Together, Minute Clinics and Minute Clinic Video Visits could be a package solution that, for many people, begins to address that unmet need for continuous, proactive care designed to maximize healthy years of life. If so, CVS could prove disruptive to traditional health care delivery models (which specialize in episodic acute care) by locking them out of a massive and potentially lucrative new market.
Even more intriguing, CVS might eventually be expected to tap new parent company Aetna’s provider networks and underwriting expertise to integrate the full continuum of health care services with Minute Clinic’s consumer-friendly offerings. If so, CVS could accelerate disruption by siphoning off the traditional health care delivery model’s current patients, too—not just those with unmet needs.
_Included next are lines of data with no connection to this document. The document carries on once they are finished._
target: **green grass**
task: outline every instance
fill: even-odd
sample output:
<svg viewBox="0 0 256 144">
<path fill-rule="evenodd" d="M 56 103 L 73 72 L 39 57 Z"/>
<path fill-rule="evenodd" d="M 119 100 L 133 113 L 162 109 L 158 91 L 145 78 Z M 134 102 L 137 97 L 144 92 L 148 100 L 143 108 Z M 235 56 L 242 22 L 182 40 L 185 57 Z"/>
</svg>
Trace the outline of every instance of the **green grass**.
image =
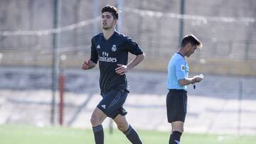
<svg viewBox="0 0 256 144">
<path fill-rule="evenodd" d="M 105 130 L 106 144 L 130 144 L 122 133 Z M 169 133 L 138 131 L 144 144 L 168 143 Z M 256 144 L 255 135 L 184 133 L 182 144 Z M 93 144 L 92 130 L 66 127 L 38 128 L 28 126 L 0 126 L 0 144 Z"/>
</svg>

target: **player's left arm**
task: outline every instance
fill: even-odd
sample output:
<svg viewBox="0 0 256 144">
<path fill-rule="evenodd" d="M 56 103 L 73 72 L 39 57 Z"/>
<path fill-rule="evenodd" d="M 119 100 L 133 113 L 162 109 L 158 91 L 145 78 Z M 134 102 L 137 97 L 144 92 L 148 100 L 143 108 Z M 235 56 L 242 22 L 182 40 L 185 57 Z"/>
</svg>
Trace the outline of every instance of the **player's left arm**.
<svg viewBox="0 0 256 144">
<path fill-rule="evenodd" d="M 131 69 L 139 64 L 144 57 L 145 53 L 143 52 L 141 55 L 137 55 L 136 57 L 127 65 L 117 64 L 118 67 L 115 69 L 115 71 L 117 74 L 120 75 L 125 74 L 128 71 L 129 71 Z"/>
</svg>

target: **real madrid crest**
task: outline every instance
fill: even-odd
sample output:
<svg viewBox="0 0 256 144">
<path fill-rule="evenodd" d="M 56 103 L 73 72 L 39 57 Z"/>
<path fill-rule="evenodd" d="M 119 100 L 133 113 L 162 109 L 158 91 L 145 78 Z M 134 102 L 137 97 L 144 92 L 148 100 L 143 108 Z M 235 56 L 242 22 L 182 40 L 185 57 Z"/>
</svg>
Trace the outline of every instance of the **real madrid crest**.
<svg viewBox="0 0 256 144">
<path fill-rule="evenodd" d="M 111 48 L 111 50 L 113 51 L 113 52 L 115 52 L 117 50 L 117 45 L 113 45 L 112 48 Z"/>
</svg>

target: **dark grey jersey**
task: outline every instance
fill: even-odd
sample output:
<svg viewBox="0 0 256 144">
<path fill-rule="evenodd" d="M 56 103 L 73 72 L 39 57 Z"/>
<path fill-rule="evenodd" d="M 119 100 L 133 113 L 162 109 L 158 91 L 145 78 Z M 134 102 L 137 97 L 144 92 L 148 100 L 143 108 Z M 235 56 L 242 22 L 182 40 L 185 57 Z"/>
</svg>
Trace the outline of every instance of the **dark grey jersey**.
<svg viewBox="0 0 256 144">
<path fill-rule="evenodd" d="M 125 74 L 118 74 L 114 70 L 117 64 L 127 65 L 128 52 L 135 55 L 143 53 L 130 37 L 118 32 L 115 31 L 108 40 L 102 33 L 92 38 L 90 60 L 96 64 L 99 61 L 101 94 L 112 89 L 129 90 Z"/>
</svg>

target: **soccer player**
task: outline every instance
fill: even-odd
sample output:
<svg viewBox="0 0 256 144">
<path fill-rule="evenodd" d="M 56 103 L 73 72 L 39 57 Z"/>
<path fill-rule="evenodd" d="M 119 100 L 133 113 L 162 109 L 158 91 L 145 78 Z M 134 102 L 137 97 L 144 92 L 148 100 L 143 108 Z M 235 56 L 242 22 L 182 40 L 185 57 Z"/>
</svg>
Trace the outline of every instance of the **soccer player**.
<svg viewBox="0 0 256 144">
<path fill-rule="evenodd" d="M 92 69 L 99 61 L 100 87 L 102 99 L 91 116 L 96 144 L 104 143 L 102 122 L 112 118 L 117 128 L 134 144 L 142 143 L 136 131 L 126 119 L 127 111 L 122 106 L 129 92 L 126 73 L 141 62 L 145 55 L 138 44 L 129 36 L 115 31 L 119 11 L 107 5 L 102 9 L 103 33 L 92 38 L 91 57 L 81 68 Z M 136 57 L 127 64 L 128 52 Z"/>
<path fill-rule="evenodd" d="M 187 85 L 200 82 L 203 75 L 188 78 L 188 65 L 185 57 L 189 57 L 201 42 L 193 35 L 186 35 L 181 46 L 171 58 L 168 65 L 166 109 L 168 122 L 171 123 L 169 144 L 178 144 L 186 114 Z M 194 85 L 195 87 L 195 85 Z M 195 88 L 195 87 L 194 87 Z"/>
</svg>

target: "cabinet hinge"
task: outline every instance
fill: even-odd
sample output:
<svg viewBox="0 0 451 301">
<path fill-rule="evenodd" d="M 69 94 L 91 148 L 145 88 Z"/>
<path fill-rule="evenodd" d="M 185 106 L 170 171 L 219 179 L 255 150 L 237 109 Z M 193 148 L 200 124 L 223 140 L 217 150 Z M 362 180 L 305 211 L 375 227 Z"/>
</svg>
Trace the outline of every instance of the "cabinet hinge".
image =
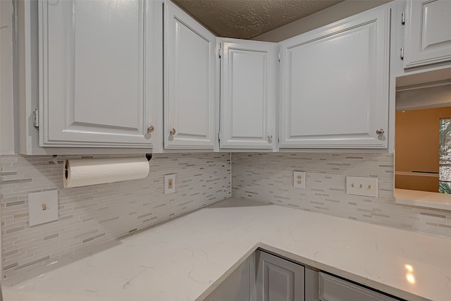
<svg viewBox="0 0 451 301">
<path fill-rule="evenodd" d="M 33 126 L 37 130 L 39 129 L 39 110 L 37 109 L 33 111 Z"/>
<path fill-rule="evenodd" d="M 401 51 L 400 51 L 400 57 L 401 58 L 401 61 L 404 60 L 404 47 L 401 47 Z"/>
<path fill-rule="evenodd" d="M 401 13 L 401 24 L 403 25 L 406 25 L 406 12 L 403 11 Z"/>
</svg>

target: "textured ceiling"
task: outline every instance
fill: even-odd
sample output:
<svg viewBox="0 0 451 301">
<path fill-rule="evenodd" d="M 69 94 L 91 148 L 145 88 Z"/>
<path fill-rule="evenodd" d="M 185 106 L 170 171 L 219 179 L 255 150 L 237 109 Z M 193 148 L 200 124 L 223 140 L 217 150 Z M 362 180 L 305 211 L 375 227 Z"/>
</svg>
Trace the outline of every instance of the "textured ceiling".
<svg viewBox="0 0 451 301">
<path fill-rule="evenodd" d="M 251 39 L 342 0 L 173 0 L 215 35 Z"/>
</svg>

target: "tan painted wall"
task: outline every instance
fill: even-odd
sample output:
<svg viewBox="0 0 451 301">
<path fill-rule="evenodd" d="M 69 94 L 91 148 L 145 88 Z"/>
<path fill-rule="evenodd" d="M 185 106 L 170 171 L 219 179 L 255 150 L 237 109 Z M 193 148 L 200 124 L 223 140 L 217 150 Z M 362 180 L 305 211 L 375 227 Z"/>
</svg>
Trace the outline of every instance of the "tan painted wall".
<svg viewBox="0 0 451 301">
<path fill-rule="evenodd" d="M 395 172 L 438 172 L 440 118 L 451 118 L 451 107 L 396 111 Z M 438 192 L 438 177 L 398 175 L 395 185 L 396 188 Z"/>
</svg>

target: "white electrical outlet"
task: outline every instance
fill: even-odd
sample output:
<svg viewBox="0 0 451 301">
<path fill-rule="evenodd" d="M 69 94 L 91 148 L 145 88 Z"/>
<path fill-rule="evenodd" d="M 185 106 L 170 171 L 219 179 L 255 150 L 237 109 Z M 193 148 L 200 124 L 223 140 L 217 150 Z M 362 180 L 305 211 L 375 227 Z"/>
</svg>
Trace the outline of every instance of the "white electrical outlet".
<svg viewBox="0 0 451 301">
<path fill-rule="evenodd" d="M 304 171 L 295 171 L 293 174 L 294 186 L 296 188 L 305 188 L 305 173 Z"/>
<path fill-rule="evenodd" d="M 164 194 L 175 192 L 175 173 L 164 175 Z"/>
<path fill-rule="evenodd" d="M 348 195 L 378 196 L 377 178 L 346 177 L 346 193 Z"/>
<path fill-rule="evenodd" d="M 28 194 L 28 226 L 58 221 L 58 190 Z"/>
</svg>

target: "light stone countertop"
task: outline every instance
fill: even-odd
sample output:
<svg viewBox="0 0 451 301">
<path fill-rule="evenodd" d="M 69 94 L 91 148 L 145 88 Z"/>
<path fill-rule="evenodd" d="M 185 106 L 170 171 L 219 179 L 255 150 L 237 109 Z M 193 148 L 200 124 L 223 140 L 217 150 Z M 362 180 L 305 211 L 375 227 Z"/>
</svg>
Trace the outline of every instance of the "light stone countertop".
<svg viewBox="0 0 451 301">
<path fill-rule="evenodd" d="M 257 247 L 406 300 L 451 300 L 450 239 L 233 198 L 7 281 L 4 297 L 203 300 Z"/>
</svg>

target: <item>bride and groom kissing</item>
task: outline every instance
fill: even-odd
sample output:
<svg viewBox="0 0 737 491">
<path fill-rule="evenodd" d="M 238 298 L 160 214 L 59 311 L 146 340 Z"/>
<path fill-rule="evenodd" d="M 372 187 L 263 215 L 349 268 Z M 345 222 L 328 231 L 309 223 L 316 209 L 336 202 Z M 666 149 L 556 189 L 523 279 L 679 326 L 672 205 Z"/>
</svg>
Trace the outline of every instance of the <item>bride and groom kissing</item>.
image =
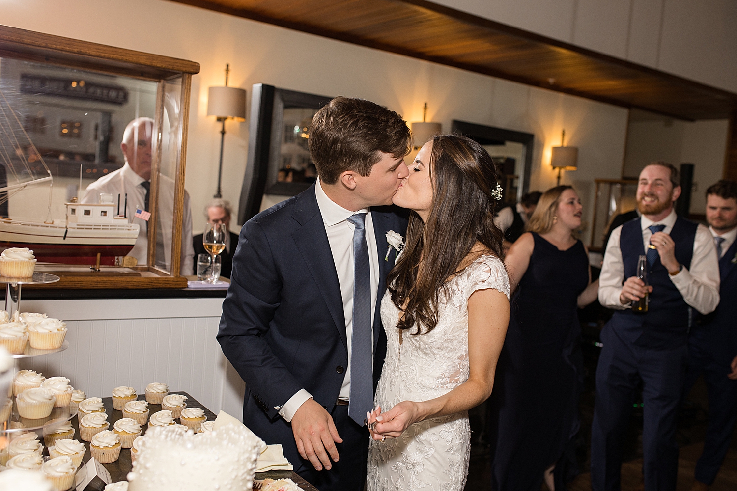
<svg viewBox="0 0 737 491">
<path fill-rule="evenodd" d="M 246 222 L 233 259 L 217 339 L 243 422 L 321 491 L 461 490 L 509 315 L 499 170 L 455 135 L 408 167 L 406 123 L 359 99 L 309 141 L 318 180 Z"/>
</svg>

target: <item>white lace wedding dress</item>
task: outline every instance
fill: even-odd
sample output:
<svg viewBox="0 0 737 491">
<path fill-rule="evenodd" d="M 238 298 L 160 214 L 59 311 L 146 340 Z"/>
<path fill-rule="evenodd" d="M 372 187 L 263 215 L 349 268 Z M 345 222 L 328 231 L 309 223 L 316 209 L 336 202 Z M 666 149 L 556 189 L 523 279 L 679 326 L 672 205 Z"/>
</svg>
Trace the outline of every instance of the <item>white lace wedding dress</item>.
<svg viewBox="0 0 737 491">
<path fill-rule="evenodd" d="M 396 328 L 399 309 L 387 291 L 381 319 L 388 344 L 374 406 L 388 411 L 402 400 L 422 401 L 450 392 L 468 379 L 468 298 L 495 289 L 509 297 L 509 280 L 497 258 L 483 255 L 448 282 L 441 294 L 438 324 L 413 336 Z M 399 438 L 371 441 L 367 491 L 461 491 L 466 484 L 471 431 L 468 413 L 416 423 Z"/>
</svg>

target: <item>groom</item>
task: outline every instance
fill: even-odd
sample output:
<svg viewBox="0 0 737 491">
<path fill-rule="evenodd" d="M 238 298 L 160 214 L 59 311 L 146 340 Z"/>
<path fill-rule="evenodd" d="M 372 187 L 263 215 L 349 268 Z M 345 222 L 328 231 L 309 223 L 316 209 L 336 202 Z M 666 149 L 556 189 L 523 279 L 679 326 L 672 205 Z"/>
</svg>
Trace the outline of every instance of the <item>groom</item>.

That’s a lot of “mights” and “coulds,” because Disruption Theory only tells us what’s possible, while the long-term innovation strategies of CVS and its competitors will determine how the drama actually unfolds. However there are two things we can be certain about. Given the rapid expansion of telemedicine, as well as the brisk pace of innovation in Artificial Intelligence, big data, the Internet of Things and other hot domains, technology will play (in fact, is already playing) a critical role in the transformation health care delivery. But as Christensen’s and Teixeira’s work reminds us, it’s solving consumers’ unmet needs that will ultimately disrupt the industry, not beating competitors in a technological arms race.
Rebecca Fogg is a senior research fellow at the Clayton Christensen Institute, where she studies business model innovation in health care delivery, including new approaches to population health management and person-centered care.